Балерины | страница 13
Анна Павлова хотела учиться и умела брать лучшее от учителя. У Гердта, как и у Облакова, Вазем, Соколовой — своих первых учителей, — Павлова усвоила все лучшее из русского балетного академизма.
Время во все времена быстро летит. Наступил и 1899 год. Выпускной вечер был назначен на 11 апреля. Для последнего экзамена Гердт приготовил со своими ученицами Анной Павловой, Станиславой Белинской, Еленой Макаровой и Любовью Петипа одноактный балет на музыку Пуни «Мнимые дриады». Дриадами древние греки называли богинь деревьев; «мнимыми дриадами» в балете были крестьянки, графини, баронесса, дочь дворецкого, ее подруги. Все они соревновались в танцах под музыку из разных балетов. Словом, это был одноактный ученический спектакль, позволявший показать всех воспитанниц в наивыгоднейших для каждой положениях.
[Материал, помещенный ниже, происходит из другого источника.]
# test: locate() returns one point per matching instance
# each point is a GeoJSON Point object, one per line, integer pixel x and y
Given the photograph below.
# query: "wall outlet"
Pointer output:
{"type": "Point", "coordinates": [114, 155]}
В первом ряду училищного театра сидели члены жюри. Они приветливыми улыбками встречали появление новых действующих лиц и ставили отметки в своих программах против фамилии исполнителей.
Выйдя на сцену и почувствовав под пуантом знакомый пол, Анна — дочь дворецкого — обрела уверенность, легко и свободно проделала она все па своей роли, выразительно подавая партнеру — Фокину — немые реплики, тонко чувствуя каждую его поддержку. В газетной хронике о выпускном спектакле особо отметили Павлову.
На экзаменационном спектакле, который шел в Михайловском театре, присутствовал Валерьян Яковлевич Светлов, писатель, редактор самого распространенного тогда в России журнала «Нива», автор книг и статей о балете. В его книге «Терпсихора», вышедшей много позже того памятного для Павловой выпускного вечера, Светлов писал о последнем школьном спектакле Павловой: «В этот вечер впервые появилась перед публикой воспитанница Павлова, она обратила на себя общее внимание. Тоненькая и стройная, как тростинка, и гибкая, как она же, с наивным личиком южной испанки, воздушная и эфемерная, она казалась хрупкой и изящной, как севрская статуэтка. Но иногда она принимала аттитюды и позы, в которых чувствовалось что-то классическое. С детской наивностью изобразила она сцену „кокетства с молодым крестьянином“ и с шаловливой резвостью танцевала с мнимыми дриадами. Все это было юношески весело и мило, и ничего большего сказать было нельзя, кроме разве того, что мимика этой милой девочки в сцене с крестьянином была уже выразительна и уже чувствовалось в ней что-то свое, а не затверженное, ученическое. Но в отдельной вариации из балета „Весталка“ (вставная, с музыкой г. Дриго) уже почувствовалось нечто большее, нечто такое, что давало возможность предугадывать в этой хрупкой танцовщице будущую большую артистку».